Il y en a tellement que certains prisonniers finissent par se perdre dans le système tandis que d’autres ont tellement peur qu’eux et leurs familles refusent de rendre public leur cas par crainte de représailles.

Selon le militant des droits humains Zaki Hannache, il y a actuellement 228 prisonniers d’opinion en Algérie, dont la plupart sont accusés de « terrorisme ».

Au moins 1 200 personnes ont été emprisonnées depuis 2019 en raison de leur participation au Hirak, le mouvement national de protestation en faveur de la démocratie en Algérie, ou en raison de critiques publiées en ligne, a-t-il déclaré.

Un dessin animé appelant à la libération de Mustapha [Freedom for Mustapha Bendjama via Facebook]

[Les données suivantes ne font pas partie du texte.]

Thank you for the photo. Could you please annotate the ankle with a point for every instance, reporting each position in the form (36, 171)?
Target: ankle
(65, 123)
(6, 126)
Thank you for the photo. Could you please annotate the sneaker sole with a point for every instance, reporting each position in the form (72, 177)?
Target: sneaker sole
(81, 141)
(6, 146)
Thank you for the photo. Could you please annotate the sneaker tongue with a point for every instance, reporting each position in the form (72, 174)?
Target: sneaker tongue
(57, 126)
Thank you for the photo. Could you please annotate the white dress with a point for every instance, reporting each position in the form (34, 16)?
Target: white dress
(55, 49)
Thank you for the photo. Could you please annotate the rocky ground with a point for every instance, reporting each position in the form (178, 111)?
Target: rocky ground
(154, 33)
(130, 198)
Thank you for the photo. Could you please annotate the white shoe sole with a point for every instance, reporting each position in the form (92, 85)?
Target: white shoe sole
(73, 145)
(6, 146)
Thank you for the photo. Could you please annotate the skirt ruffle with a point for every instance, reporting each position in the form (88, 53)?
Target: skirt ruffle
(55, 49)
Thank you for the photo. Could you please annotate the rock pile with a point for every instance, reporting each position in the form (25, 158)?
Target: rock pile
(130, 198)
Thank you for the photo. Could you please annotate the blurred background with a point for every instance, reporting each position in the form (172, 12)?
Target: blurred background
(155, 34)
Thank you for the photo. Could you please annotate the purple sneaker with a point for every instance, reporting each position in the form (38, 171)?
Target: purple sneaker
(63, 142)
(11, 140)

Beaucoup ont été interpellés régulièrement et des dizaines d’autres ont été emprisonnés à plusieurs reprises.

Dans tout le pays, les médias locaux ont également connu une intense répression, avec 17 journalistes envoyés en prison, dont le rédacteur en chef de Radio M et Maghreb Emergent, Ihsane El Kadi, actuellement derrière les barreaux.

Une justice contrariée

Après 10 jours de détention, au cours desquels il a déclaré avoir été maltraité physiquement lors de son interrogatoire, Bendjama a été inculpé dans deux affaires distinctes.

Dans l’un d’entre eux, il a été accusé – avec le chercheur algérien Raouf Farrah – d’avoir reçu des financements étrangers pour commettre des actes contraires à l’ordre public, ainsi que de partage d’informations classifiées, et a été condamné en août à deux ans de prison.

En novembre, il a été condamné à six mois de prison dans une autre affaire pour « participation à l’émigration clandestine » pour avoir prétendument contribué à l’évasion de l’opposante Amira Bouraoui, qui avait été interdite de quitter l’Algérie en attendant son appel contre de nombreuses condamnations.

Bendjama et Farrah ont vu leur peine initiale réduite et Farrah a été libérée.

Lors du premier procès, un membre de son équipe de défense, Zakaria Benlahrech, a souligné que l’accusation de « partage d’informations classifiées » était très proche de l’enquête sur le départ de Bouraoui, suggérant que la véritable cause du harcèlement officiel contre Bendjama pourrait être ailleurs. .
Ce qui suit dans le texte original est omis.